Australia’s dollar fell against the greenback after a report showed employers unexpectedly cut positions in August and the jobless rate increased.
“We’re seeing Aussie coming off since jobs data was very weak,” said Sue Trinh, a senior currency strategist at Royal Bank of Canada in Hong Kong. “With the unemployment rate ticking higher, investors are suggesting having restrictive policy settings may be somewhat inappropriate.”
Australia’s currency dropped 0.3 percent to $1.0627 at 12:51 p.m. in New York, from $1.0662 yesterday. The New Zealand dollar rose 0.5 percent to 83.63 U.S. cents, from 83.20.
Employers cut workers for a second straight month in August, the statistics bureau said in Sydney today. The number of people employed fell by 9,700, compared with the median estimate for a 10,000 increase in a Bloomberg News survey of economists. The jobless rate climbed to 5.3 percent, the highest since October, from 5.1 percent in July.

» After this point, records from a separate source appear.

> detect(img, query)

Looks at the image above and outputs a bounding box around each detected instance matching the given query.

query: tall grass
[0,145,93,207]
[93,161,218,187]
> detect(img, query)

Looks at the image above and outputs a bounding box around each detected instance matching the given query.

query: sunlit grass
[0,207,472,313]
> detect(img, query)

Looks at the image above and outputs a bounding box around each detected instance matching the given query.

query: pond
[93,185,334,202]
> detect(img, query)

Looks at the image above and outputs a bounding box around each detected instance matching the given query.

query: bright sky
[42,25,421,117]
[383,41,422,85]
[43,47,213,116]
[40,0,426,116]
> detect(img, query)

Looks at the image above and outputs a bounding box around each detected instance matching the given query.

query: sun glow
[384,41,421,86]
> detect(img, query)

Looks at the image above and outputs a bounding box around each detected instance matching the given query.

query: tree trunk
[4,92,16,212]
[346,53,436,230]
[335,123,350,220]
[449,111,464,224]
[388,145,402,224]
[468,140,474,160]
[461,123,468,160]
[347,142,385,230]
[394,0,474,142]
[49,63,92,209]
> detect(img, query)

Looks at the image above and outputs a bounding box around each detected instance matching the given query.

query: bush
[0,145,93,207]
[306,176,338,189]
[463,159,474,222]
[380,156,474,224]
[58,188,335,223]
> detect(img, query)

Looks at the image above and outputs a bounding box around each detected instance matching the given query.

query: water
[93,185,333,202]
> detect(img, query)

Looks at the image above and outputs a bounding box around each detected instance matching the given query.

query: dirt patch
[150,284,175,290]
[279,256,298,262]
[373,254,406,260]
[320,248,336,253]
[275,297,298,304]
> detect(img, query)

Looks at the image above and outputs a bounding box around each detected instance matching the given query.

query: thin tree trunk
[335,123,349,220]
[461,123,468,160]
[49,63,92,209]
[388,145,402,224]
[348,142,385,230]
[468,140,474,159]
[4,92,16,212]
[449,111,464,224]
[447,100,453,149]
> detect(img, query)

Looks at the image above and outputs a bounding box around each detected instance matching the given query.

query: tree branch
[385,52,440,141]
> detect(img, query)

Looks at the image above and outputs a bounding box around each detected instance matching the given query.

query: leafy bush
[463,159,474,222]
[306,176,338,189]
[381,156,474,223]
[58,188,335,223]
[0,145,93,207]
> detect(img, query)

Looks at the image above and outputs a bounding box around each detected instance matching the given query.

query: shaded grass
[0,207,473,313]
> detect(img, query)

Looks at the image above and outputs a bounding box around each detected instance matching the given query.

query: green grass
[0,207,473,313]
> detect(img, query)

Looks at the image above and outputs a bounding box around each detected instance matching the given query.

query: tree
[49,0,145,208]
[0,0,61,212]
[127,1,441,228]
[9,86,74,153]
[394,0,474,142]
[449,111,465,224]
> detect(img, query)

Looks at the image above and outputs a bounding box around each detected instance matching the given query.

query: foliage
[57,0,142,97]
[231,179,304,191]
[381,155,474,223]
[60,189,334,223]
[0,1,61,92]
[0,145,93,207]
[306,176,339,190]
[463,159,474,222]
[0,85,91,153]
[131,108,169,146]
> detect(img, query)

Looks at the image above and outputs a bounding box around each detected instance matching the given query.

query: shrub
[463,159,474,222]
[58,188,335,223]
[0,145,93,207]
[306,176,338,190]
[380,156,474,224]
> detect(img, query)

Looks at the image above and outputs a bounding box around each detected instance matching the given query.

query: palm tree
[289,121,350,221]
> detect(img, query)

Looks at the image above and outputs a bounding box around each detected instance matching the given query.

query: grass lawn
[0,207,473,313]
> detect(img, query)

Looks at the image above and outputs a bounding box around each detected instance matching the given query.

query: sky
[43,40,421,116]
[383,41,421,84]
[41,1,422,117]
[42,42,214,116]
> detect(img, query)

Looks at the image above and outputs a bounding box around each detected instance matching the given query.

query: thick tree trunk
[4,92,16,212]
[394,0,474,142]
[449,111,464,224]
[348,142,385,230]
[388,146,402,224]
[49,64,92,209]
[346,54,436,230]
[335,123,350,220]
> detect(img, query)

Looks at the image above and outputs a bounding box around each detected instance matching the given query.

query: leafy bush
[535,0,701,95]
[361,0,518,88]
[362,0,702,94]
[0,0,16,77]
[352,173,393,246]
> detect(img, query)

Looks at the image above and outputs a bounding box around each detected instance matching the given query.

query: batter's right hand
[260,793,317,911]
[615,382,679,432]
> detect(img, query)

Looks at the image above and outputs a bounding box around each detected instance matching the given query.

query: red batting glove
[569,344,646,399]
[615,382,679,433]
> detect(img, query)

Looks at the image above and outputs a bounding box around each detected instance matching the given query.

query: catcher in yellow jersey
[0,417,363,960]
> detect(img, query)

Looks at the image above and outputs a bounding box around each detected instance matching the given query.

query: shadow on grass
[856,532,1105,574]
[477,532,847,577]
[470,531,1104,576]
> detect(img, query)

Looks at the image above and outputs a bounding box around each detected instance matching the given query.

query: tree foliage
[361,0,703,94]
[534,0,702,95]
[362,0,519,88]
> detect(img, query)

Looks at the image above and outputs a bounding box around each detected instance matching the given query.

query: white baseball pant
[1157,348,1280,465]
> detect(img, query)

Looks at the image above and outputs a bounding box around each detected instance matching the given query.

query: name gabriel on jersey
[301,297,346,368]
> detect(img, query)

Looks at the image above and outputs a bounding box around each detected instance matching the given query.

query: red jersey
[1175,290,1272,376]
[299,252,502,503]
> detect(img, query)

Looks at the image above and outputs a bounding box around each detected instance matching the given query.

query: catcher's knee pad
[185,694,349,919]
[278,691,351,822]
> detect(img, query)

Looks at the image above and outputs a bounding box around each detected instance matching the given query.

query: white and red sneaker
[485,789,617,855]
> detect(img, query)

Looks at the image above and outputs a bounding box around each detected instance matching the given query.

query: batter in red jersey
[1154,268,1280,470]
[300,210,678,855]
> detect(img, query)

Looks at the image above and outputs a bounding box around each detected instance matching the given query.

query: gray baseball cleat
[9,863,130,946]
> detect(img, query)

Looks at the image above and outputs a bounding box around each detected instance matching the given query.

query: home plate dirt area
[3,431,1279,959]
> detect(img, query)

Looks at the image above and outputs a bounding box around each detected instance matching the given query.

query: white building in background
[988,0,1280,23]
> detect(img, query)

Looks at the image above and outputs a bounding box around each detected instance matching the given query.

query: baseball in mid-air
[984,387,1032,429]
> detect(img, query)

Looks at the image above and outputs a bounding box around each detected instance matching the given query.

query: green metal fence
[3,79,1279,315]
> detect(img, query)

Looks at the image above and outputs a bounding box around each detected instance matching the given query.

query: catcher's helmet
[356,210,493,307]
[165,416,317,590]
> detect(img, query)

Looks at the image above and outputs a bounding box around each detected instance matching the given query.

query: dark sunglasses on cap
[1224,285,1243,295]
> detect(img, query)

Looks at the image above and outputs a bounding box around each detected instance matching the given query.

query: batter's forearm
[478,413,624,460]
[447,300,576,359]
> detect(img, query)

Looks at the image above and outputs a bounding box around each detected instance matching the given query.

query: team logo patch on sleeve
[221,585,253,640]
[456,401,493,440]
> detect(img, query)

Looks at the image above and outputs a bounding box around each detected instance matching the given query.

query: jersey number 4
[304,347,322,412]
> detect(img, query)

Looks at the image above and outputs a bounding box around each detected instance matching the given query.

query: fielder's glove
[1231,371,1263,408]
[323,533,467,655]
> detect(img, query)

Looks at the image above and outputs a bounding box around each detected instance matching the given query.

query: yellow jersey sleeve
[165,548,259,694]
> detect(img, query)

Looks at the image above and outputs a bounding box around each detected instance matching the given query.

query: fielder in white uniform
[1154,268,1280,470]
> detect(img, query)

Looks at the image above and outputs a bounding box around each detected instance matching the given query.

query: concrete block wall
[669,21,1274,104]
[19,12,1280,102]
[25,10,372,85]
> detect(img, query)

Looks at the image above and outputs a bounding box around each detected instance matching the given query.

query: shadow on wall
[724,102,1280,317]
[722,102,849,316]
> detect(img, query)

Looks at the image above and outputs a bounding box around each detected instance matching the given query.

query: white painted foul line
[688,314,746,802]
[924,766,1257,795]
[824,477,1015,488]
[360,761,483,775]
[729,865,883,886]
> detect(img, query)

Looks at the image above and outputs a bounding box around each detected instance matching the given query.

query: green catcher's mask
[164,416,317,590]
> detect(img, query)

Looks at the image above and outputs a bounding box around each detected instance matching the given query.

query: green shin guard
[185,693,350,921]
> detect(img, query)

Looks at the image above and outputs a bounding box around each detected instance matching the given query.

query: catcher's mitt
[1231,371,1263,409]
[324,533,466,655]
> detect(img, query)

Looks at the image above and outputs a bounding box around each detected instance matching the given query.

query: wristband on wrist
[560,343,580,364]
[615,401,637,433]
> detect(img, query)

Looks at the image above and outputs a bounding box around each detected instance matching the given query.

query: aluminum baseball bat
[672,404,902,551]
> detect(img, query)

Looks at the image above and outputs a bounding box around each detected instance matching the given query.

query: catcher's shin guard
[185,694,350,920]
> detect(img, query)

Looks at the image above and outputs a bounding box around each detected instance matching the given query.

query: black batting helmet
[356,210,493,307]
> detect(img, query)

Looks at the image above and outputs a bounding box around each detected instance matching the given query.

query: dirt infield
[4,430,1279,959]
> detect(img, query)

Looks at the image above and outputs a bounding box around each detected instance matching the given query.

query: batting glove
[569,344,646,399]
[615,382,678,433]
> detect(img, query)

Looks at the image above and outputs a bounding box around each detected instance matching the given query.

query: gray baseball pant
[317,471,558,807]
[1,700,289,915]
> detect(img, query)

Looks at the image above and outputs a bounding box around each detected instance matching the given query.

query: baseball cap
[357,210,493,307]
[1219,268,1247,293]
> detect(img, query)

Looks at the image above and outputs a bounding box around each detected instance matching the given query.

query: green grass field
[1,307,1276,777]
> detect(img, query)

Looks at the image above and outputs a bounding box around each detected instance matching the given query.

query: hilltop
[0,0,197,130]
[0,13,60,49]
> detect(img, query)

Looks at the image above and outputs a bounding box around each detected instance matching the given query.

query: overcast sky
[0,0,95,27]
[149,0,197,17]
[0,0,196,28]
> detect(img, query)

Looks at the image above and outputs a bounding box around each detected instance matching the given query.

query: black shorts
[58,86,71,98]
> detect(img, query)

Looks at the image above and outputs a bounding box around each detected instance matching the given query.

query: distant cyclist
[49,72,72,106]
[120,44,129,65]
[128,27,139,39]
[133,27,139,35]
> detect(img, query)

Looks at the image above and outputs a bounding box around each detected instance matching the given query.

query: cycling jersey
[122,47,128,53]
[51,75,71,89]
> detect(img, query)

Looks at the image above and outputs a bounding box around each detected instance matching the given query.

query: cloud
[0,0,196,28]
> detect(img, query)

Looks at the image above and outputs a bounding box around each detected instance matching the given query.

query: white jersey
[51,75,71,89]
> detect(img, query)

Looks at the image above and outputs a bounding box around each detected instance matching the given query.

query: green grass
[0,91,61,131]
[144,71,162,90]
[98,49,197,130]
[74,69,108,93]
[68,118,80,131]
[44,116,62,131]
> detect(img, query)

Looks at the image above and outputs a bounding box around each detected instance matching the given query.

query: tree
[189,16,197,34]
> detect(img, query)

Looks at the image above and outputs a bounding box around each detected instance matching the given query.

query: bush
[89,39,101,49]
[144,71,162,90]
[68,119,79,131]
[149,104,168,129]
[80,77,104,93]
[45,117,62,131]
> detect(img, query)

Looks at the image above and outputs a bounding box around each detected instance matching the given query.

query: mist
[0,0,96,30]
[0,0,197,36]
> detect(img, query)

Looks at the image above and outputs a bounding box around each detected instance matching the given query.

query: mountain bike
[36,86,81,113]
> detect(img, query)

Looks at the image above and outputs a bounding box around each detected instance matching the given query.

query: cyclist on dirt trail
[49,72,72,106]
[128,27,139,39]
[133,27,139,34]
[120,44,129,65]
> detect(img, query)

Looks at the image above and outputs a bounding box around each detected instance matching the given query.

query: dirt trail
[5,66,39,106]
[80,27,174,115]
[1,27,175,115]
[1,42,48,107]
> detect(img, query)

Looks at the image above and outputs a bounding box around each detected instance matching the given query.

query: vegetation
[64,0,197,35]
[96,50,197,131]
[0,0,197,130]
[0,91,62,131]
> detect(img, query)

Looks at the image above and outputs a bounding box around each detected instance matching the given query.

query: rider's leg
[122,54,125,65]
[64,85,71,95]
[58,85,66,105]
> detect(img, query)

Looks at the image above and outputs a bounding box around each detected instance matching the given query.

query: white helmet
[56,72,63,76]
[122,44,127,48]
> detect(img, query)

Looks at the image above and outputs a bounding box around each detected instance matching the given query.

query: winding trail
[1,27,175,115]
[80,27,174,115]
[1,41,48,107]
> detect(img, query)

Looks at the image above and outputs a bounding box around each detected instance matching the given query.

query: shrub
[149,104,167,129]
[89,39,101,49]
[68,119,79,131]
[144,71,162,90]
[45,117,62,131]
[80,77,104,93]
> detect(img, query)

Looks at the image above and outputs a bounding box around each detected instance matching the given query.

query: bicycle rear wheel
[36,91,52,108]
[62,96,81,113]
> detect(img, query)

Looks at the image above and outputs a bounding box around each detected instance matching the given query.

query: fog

Traders added to bets that the Reserve Bank of Australia will lower its benchmark interest rate after the jobs report stoked concern that the domestic economy is weakening. Policy makers this week held the cash target at 4.75 percent for a ninth straight meeting.
The yield on December interbank cash-rate futures fell seven basis points, or 0.07 percentage point, to 4.04 percent on the Sydney Futures Exchange today.
“Deceleration in annual employment growth is already on the RBA’s radar screen,” Annette Beacher, the Singapore-based head of Asia-Pacific research at Toronto-Dominion Bank’s TD Securities unit, wrote in a note today. “Another sharp rise in the unemployment rate will be cause for concern.”
Australia’s currency was poised for its first weekly drop since mid-August versus the U.S. dollar on concern slowing growth in developed economies may harm sentiment and reduce demand for the South Pacific nation’s exports.
U.S. jobless claims rose by 2,000 to 414,000 in the week ended Sept. 3, Labor Department figures showed today in Washington. Economists surveyed by Bloomberg News projected a drop in claims to 405,000, according to the median forecast.
Japan’s current-account surplus sank 42 percent in July from a year earlier, the Finance Ministry said in Tokyo today. Machinery orders dropped 8.2 percent in July from June, the Cabinet Office said today.